Ovada: viaggio nel Pronto Soccorso
Un caso concreto di pneumotorace vissuto in prima persona: la presa in carico, i controlli, le cure aspettando il trasferimento in Pneumologia
Un caso concreto di pneumotorace vissuto in prima persona: la presa in carico, i controlli, le cure aspettando il trasferimento in Pneumologia
Per chi non lo sa: è il polmone che si “ripiega” su se stesso sospinto dall’aria di una bolla, malformazione congenita, che si è rotta spontaneamente. Ancora a casa cerco di infilarmi le scarpe, non riesco a piegare in avanti il busto. «Non può non essere niente», penso.
All’interno dei locali del Pronto trovo un’infermiera e spiego cosa succede. L’attesa è molto breve, il tempo di occuparsi di un bambino che torna a casa assieme alla mamma.
Trovo la dottoressa Wilma Giacobone, le infermiere. Mi fanno accomodare sul lettino per misurare l’ossigeno. Nel frattempo arriva il tecnico di radiologia reperibile. L’attesa anche in questa caso è breve, mi trasferiscono sulla sedia a rotelle. Solo che il tempo non passa mai è come se si allungasse a dismisura. «Mi sa che stanotte mi tengono qui», spiego a mia mamma. Arriva la conferma: il polmone sinistro è schiacciato. «Capita alle persone snelle e alte», mi dicono. «Snello ok. Ma alto…», penso. Ancora sulla sedia a rotelle la dottoressa Giacobone mi fa l’emogas analisi. Mi spiega che a volte è sgradevole ma necessario: l’ago entra nel polso e succhia un po’ di sangue. È un attimo. Poi la telefonata a Castellazzo Soccorso per un trasporto in Pneumologia in Alessandria.
È’ un flash: la situazione è più seria di quanto avevo percepito fino a quel momento. Arriva in 45 minuti. Prima arriva la dottoressa Elena Toriello, anestesista che sarà con un’infermiera con l’ambulanza. Quest’ultima è a Novi al momento della chiamata. Spiega ai miei genitori la situazione: «Non voglio parlare difficile», inizia. Sono già sulla barella, con l’ossigeno.
Il viaggio “mi vola” anche se il dolore si fa più significativo. Sulla strada mi fanno parlare per controllarmi. Arrivo in Pneumologia, passando per un Pronto soccorso affollato. Sono le 23.00. Trovo il dottor Lorenzo Grecu, le infermiere che fanno la notte. Mi rassicura, mi stendono sul fianco destro. Anestesia locale. E poi l’intervento: mi infilano un piccolo tubo dal fianco sinistro per consentire all’aria di uscire e dare sollievo al polmone. Mentre lavora Grecu mi spiega passaggio per passaggio, la voce rassicurante di chi l’ha visto tante volte. «Sentirà un dolore dietro ora, è il polmone». È come se si strappasse qualcosa. Qualche colpo di tosse.

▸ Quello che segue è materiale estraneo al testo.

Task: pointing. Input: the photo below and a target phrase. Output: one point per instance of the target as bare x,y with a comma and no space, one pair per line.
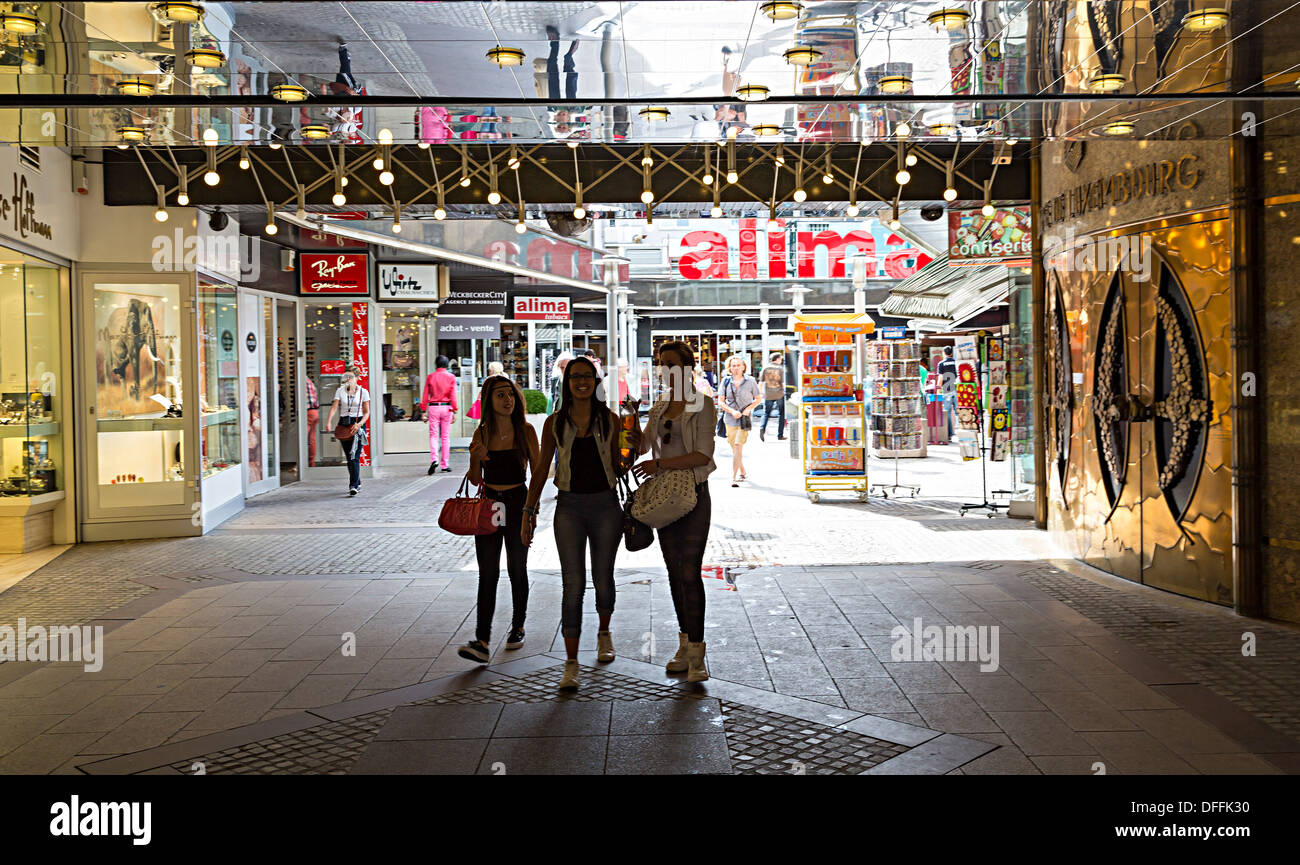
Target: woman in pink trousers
440,405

Mi lasciano tranquillo per qualche minuto, poi mi portano in reparto. Ora c’è solo da aspettare ma il peggio è passato. La notte trascorre tutto sommato tranquilla ma per diverse ore dormire è impossibile. Ripenso a quello che è successo, al modo in cui sono stati rassicuranti a Ovada mentre gli eventi mi catapultavano in una realtà impensabile poche ore prima. Penso anche a quanto abbiamo parlato di sanità su questo giornale (e i nostri colleghi sui loro) negli ultimi tempi. Tutti lo facciamo partendo sempre dal piano politico, ragionando di macroquestioni. Non si parla mai di professionisti seri e preparati che coscienziosamente fanno il loro lavoro giorno per giorno. Anzi, quando si parla di fatti specifici, di solito è per errori. Il senso di quest’articolo è quindi quello di riparare a un torto. Ci sono persone che possono fare la differenza.
Il polmone sarà poi messo “in aspirazione” per due giorni per stimolare il ritorno alla sua normale forma e funzionalità. Due lastre successive confermano che tutto è andato per il meglio. Sarà lo stesso reparto di Pneumologia a occuparsi dei controlli che mi attendono.